Before he made more than four long strides toward the throne Basil stood and stepped down from the throne.

'The Imperator bids you welcome, Hunding Hrothulfsson', the Varangian began.

'The Imperator can speak for himself, Thord, thank you', Basil waved the Varangian back and neared Hunding, reaching out a hand.

Hunding reached a hand to greet Basil but it was slapped down by Thord, who came to the fore and snapped,

'You are meant to kiss the Imperator's hand, not hold it!'

Basil calmly turned to Thord and told him plainly,

'Hunding does not know what is done here, Thord. Did you not tell him?' The Imperator turned back to Hunding and asked, 'How did you greet Prince Valdemar, Hunding?'

'The Prince took my hand in friendly greeting, Lord Imperator', Hunding answered bluntly.

'Then you take my hand in friendly greeting. My Varangians should greet me as they would their own kings'.

Hunding did not know how Danish kings greeted their underlings. Still, he shook hands with Basil and the Imperator next asked Hunding's intent, what the Rus prince wanted from him,

'What is it the prince wishes from me?'

'Prince Vladimir wishes nothing from you, Lord. He asked only that we should offer our oaths to you as warriors in your Varangian Guard', Hunding told Basil.

Thord's jaw dropped when he heard the Imperator's answer,

'You, Hunding, should have the same standing in my court as Thord. If you are as true to me as you are forthright in speaking to me here, then you should be treated well. Welcome Hunding, to my palace. How many men do you have with you?'

'We are but a score, my Lord, Danes and Aenglishmen. Most of my crew have fighting skills, but all are good seamen. I would trust my life to their skills'.

'Then I would trust to their skills as seamen to take my Varangians to fight my foes', Basil told Hunding cheerily. 'Thord, be sure to send for Hunding's crew and have them eat with the other Varangians'.

Hunding felt a little guilt about his mission. He was being made welcome, and he was about to betray Basil's trust... Well not for now, at least. They had time, Valdemar told him through Kynrig.

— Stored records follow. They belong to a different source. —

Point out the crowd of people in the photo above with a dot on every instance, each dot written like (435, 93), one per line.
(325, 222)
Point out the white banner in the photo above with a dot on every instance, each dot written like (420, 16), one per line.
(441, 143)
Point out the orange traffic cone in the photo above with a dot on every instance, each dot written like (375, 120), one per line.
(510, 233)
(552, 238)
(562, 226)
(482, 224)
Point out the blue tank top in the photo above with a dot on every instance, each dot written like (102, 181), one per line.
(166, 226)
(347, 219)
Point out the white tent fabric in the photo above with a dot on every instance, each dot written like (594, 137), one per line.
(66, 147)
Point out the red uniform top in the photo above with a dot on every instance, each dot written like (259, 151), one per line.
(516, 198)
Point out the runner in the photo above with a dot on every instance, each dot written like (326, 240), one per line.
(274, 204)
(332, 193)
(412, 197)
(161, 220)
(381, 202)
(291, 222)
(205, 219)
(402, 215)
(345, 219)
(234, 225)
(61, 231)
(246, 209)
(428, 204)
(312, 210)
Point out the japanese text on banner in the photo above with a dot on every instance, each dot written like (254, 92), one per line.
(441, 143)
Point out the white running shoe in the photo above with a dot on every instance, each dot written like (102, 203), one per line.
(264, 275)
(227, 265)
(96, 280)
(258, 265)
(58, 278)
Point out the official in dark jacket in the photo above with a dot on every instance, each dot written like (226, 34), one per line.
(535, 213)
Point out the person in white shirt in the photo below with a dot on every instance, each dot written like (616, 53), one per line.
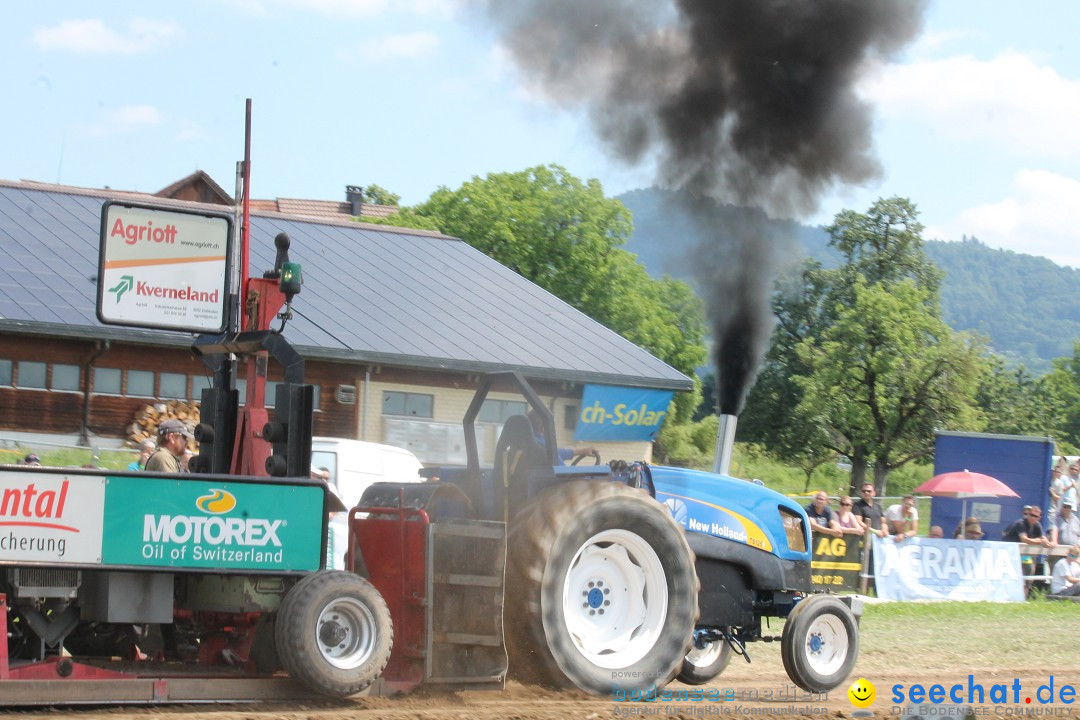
(903, 518)
(1065, 580)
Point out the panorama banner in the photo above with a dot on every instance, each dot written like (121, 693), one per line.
(942, 569)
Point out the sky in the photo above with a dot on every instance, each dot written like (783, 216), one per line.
(976, 121)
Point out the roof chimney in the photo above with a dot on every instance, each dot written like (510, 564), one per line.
(354, 195)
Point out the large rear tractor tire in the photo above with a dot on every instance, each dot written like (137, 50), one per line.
(705, 662)
(820, 643)
(602, 592)
(334, 634)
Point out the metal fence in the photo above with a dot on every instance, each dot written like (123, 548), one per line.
(61, 454)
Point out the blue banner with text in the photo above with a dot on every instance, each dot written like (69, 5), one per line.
(621, 413)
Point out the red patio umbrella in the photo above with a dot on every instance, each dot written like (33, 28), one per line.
(964, 485)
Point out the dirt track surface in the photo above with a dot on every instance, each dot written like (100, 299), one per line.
(530, 703)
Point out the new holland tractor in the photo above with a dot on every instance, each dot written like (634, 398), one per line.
(622, 575)
(152, 587)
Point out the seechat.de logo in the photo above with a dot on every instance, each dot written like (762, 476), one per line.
(218, 502)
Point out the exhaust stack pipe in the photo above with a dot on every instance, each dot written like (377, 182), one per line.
(725, 444)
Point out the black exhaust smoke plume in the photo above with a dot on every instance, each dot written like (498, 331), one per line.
(747, 102)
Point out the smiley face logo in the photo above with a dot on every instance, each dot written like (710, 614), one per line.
(862, 693)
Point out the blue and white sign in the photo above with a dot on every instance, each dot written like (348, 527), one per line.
(940, 569)
(621, 413)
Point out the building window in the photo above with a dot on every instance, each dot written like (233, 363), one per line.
(107, 380)
(31, 375)
(500, 410)
(173, 385)
(199, 383)
(139, 383)
(412, 405)
(65, 377)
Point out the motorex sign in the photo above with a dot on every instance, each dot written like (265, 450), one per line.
(211, 524)
(621, 413)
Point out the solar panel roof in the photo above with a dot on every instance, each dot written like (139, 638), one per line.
(370, 294)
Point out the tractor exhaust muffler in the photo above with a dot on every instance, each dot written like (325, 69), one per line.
(725, 444)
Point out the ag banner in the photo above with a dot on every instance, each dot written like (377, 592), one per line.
(836, 561)
(621, 413)
(942, 569)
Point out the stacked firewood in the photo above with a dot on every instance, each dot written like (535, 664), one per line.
(148, 417)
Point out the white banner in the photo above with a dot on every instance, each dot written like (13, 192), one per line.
(46, 517)
(937, 569)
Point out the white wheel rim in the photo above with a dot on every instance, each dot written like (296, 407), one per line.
(826, 644)
(346, 634)
(705, 656)
(615, 598)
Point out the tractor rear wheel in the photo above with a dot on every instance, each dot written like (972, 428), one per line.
(602, 592)
(820, 643)
(333, 633)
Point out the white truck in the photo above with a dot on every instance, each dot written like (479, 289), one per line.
(349, 467)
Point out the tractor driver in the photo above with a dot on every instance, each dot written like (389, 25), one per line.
(565, 454)
(172, 443)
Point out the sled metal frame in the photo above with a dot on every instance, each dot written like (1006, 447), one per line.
(66, 681)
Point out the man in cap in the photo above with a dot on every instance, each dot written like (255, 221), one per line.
(172, 442)
(1066, 530)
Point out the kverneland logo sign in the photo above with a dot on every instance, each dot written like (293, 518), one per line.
(146, 289)
(190, 294)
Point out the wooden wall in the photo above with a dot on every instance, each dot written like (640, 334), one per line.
(56, 411)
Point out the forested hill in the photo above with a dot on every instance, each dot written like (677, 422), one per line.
(1026, 306)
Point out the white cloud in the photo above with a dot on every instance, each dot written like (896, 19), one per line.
(92, 37)
(1040, 216)
(394, 46)
(443, 9)
(126, 120)
(328, 8)
(1011, 100)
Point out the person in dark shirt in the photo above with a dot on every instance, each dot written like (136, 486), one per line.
(869, 511)
(1028, 530)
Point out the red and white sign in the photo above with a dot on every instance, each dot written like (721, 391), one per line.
(51, 518)
(163, 268)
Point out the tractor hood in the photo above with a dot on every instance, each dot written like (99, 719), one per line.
(733, 510)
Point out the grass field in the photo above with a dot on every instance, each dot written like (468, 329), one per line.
(72, 457)
(950, 636)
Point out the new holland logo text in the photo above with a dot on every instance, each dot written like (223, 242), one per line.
(211, 537)
(218, 502)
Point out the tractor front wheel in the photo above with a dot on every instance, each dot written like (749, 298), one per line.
(334, 634)
(820, 643)
(602, 592)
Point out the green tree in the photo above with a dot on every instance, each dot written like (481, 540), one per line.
(885, 375)
(1061, 388)
(862, 364)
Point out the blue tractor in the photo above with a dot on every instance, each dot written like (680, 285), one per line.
(618, 576)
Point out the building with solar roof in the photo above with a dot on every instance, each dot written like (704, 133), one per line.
(396, 326)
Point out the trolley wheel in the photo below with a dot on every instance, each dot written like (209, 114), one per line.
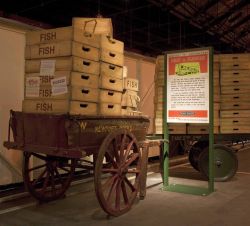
(225, 162)
(50, 178)
(117, 172)
(195, 151)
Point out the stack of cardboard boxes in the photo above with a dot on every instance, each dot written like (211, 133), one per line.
(76, 70)
(235, 88)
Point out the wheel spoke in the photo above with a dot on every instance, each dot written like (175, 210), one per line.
(118, 195)
(111, 160)
(45, 184)
(37, 167)
(128, 149)
(110, 170)
(129, 184)
(137, 171)
(115, 150)
(111, 189)
(124, 192)
(122, 148)
(59, 176)
(133, 158)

*Over-king amongst the Scandinavians would be the nearest expression for an emperor, the term deriving from the Latin 'Imperator'. In Britain and 'over-king' would be better known as 'Bretwalda', a term known to Angles and Saxons and acknowledged by the Celtic kings and princes of the Gaels, Picts, Welsh and Scots. Aethelstan was acknowledged 'Bretwalda' after the Battle of Brunanburh, AD937.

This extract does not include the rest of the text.